Lo studio sul gatto che (per primo) ha trasmesso il Covid a un essere umano

La scoperta è avvenuta per caso, spiega Sarunyou Chusri, ricercatore di malattie infettive e medico, coautore del lavoro. In agosto un padre e un figlio risultati positivi al coronavirus pandemico sono stati trasferiti in un reparto di isolamento dell’ospedale della Prince of Songkla University. Anche il loro gatto, un soriano 10 anni, è stato sottoposto a tampone ed è risultato positivo. Durante il test, il micio ha starnutito davanti a un veterinario che indossava mascherina e guanti, ma non una protezione per gli occhi. Tre giorni dopo il veterinario ha manifestato febbre, raffreddore e tosse; successivamente è risultato positivo a Sars-CoV-2, ma nessuno dei suoi contatti stretti ha sviluppato Covid-19, suggerendo che la fonte del suo contagio fosse il gatto. L’analisi genetica ha poi confermato che il veterinario era stato infettato dalla stessa variante che aveva contagiato l’animale e i suoi proprietari: le sequenze risultavano identiche.

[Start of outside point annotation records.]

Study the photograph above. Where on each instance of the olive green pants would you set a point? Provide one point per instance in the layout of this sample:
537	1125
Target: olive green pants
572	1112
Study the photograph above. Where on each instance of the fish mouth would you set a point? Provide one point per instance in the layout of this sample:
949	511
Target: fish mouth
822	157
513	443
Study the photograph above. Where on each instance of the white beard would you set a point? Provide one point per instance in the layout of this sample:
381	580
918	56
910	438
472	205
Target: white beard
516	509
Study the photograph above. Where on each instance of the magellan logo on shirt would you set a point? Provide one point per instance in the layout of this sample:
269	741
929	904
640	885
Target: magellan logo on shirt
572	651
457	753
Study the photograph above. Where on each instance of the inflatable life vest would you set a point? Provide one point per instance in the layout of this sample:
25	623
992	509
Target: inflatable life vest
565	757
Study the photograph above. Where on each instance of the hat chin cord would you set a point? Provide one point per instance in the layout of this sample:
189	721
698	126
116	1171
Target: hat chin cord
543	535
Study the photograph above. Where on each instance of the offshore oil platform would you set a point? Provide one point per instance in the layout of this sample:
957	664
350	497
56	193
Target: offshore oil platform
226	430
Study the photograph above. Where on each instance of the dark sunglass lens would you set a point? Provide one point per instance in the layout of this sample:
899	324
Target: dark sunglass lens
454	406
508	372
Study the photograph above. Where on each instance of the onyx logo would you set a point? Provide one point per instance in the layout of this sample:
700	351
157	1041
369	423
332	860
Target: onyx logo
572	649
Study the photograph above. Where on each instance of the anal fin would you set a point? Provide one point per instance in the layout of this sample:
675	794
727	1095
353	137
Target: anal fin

“Sapevamo da due anni che era una delle possibilità”, ha commentato su Nature Angela Bosco-Lauth, esperta di malattie infettive della Colorado State University. Tenendo conto della diffusione dei gatti come animali domestici, il fatto che ci sia voluto così tanto tempo per arrivare a questa dimostrazione potrebbe implicare che il contagio da gatto a uomo non sia poi così comune.